On guard

This little figure is part of the decoration on the Temple of the Warriors in the Maya ruins of Chichén Itzá, Mexico:

On guard

I’m not sure how tall he is, since he’s mounted at a significant height off the ground, and can’t be seen from up close — you need a reasonably long lens and some perspective correction software to get a shot like this.  Still, if you look closely, you can see that the figure is emerging from the jaws of a feathered serpent, with most of the serpent’s details carved in bas-relief into the building’s stones.

Governors, Turtles, and Tourists

A segment of a panorama from the ancient Maya ruins of Uxmal — covering the Governor’s Palace (left) and the House of the Turtles (right), along with a few scattered tourists:

Governors, Turtles, and Tourists

I initially didn’t expect this image to be of much account. It’s part of a panorama I made for later reference, one of many I made at a number of sites on my last trip to the Yucatán, primarily so I can double-check the quality of the maps I draw for my eBooks.

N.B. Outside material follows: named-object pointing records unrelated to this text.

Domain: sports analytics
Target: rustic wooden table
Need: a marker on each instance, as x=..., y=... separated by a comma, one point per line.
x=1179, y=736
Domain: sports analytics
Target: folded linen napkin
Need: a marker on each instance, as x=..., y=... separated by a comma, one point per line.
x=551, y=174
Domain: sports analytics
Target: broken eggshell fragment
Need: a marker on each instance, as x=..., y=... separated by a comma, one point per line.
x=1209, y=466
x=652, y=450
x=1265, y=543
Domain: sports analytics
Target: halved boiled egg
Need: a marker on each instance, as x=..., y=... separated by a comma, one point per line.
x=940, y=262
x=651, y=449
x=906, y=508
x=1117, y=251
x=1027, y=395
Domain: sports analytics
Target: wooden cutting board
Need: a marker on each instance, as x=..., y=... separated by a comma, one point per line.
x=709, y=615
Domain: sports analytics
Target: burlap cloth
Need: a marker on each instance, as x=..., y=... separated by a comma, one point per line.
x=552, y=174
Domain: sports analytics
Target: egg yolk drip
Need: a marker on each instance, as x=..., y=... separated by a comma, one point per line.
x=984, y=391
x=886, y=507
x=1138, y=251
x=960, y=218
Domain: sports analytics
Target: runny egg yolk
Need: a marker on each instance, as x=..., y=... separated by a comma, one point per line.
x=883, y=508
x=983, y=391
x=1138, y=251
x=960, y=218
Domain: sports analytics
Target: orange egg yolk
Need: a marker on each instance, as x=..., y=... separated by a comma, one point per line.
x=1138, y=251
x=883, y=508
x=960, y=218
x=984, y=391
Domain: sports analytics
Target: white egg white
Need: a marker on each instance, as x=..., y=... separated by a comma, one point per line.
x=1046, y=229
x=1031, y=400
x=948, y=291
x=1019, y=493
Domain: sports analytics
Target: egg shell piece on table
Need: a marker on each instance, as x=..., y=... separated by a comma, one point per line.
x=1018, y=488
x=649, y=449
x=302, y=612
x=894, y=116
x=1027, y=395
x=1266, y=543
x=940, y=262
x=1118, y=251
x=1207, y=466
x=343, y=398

But in the process, I discovered that a modern iPhone (!) can make surprisingly good panoramas.

Magically purple

This past autumn, when I returned to the ancient Maya ruins of Uxmal, I had the opportunity to spend a night in a nearby hotel and so could watch the evening light show at the ruins.  The main action takes place in the Nunnery Quadrangle, but as you can see here, the Pyramid of the Magician isn’t left out of the fun.

Magically purple

Granted, the colors can get a bit… garish… but the show as a whole is pretty impressive.  And if you know a little Spanish, you get to hear a concise history of the site while watching the colored lights splashing on various buildings.

In our case, as happens pretty regularly (I’m told), we also got drenched right after the part of the show in which recorded voices (portraying plaintive inhabitants during the site’s historic drought) chant the name of the Maya rain god Chaac.  Interesting coincidence, that…

The Great Ball Court

One of the iconic sites at the ancient Maya ruins of Chichén Itzá, seen from its north end looking to the south:

The Great Ball Court

For some reason, this view doesn’t show up as often as does its opposite from the south end of the field.  Still, you can really get a feel for the ball court’s size — particularly since those are two people just to the right of this two-frame panorama’s center.